The city was chock-a-block with tourists and young people from all over Ireland. Advertisements hung from every lamppost, tree and telephone pole. Trash from overfilled and overturned garbage cans spilled all over the sidewalks and streets. Numerous young people had camped in a park near the city center.  A few had Sleeping bags, some blankets, and others slept right on the grass.  The entrance to the park had bathrooms, of which the campers made heavy use, with soaking wet floors and toilet paper scattered all around. Young people wandered around, some without shirts or shoes, looking hung over.  It was a Gaelic Woodstock.

I went into a saloon. The proprietor crowed with delight to several patrons at the bar about the America tourists who not only tipped so extravagantly but liked to buy round after round for everyone in the house. Overhearing this, I decided that I couldn't afford to delight this barkeep, and did a quiet Irish goodbye.

Walking further in town, I came upon a Catholic church. I had a curiosity about what church in Ireland was like, so I went inside and stood in the back.  Mass was underway. A feeling came over me of the incongruity of several hundred people attending Mass in the center of a city that was in a fever of tacky commercialism and bacchanalia. The prayers of the consecration had already begun.  And I suddenly suffered a case of spiritual arrest.

The priest on the altar was the image of the hermit which I had carried in my head all these years. And as the priest said the words of consecration, he adored and prayed to the real body of Christ, with his whole voice, words, and body. He was the monk in the cave.

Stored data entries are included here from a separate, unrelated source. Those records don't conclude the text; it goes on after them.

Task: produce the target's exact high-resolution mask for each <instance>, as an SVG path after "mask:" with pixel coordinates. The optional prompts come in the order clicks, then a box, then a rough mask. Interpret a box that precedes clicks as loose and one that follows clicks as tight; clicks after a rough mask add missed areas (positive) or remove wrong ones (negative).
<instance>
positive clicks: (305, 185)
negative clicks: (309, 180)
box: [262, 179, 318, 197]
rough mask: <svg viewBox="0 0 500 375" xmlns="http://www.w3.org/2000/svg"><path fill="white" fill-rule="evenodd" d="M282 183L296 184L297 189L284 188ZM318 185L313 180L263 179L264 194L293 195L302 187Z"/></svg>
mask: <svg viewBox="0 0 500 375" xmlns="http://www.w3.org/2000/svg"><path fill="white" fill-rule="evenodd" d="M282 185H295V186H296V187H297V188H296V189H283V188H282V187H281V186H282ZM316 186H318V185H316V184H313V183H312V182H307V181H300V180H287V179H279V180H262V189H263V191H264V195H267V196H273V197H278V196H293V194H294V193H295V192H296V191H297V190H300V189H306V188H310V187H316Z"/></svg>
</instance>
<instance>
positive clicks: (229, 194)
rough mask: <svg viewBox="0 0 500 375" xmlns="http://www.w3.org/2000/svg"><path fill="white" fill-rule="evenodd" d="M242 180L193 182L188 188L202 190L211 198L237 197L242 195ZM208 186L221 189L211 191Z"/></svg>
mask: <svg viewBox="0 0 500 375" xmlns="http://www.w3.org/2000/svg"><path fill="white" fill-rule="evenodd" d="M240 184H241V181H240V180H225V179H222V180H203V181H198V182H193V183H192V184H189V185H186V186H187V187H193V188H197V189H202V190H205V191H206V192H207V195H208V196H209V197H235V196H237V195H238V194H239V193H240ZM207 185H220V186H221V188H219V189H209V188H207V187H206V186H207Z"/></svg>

After the consecration, the prayers felt lifeless, and I left. But outside, as I walked the streets, my mind churned with the irony, the paradox, the complete contradictory unexpectedness of what I had just witnessed: That this is the Incarnation--that Jesus is present and lives in the heart of commercial, crowded, garbage-strewn, partying, drunken, greedy, fornicating Tralee and everywhere.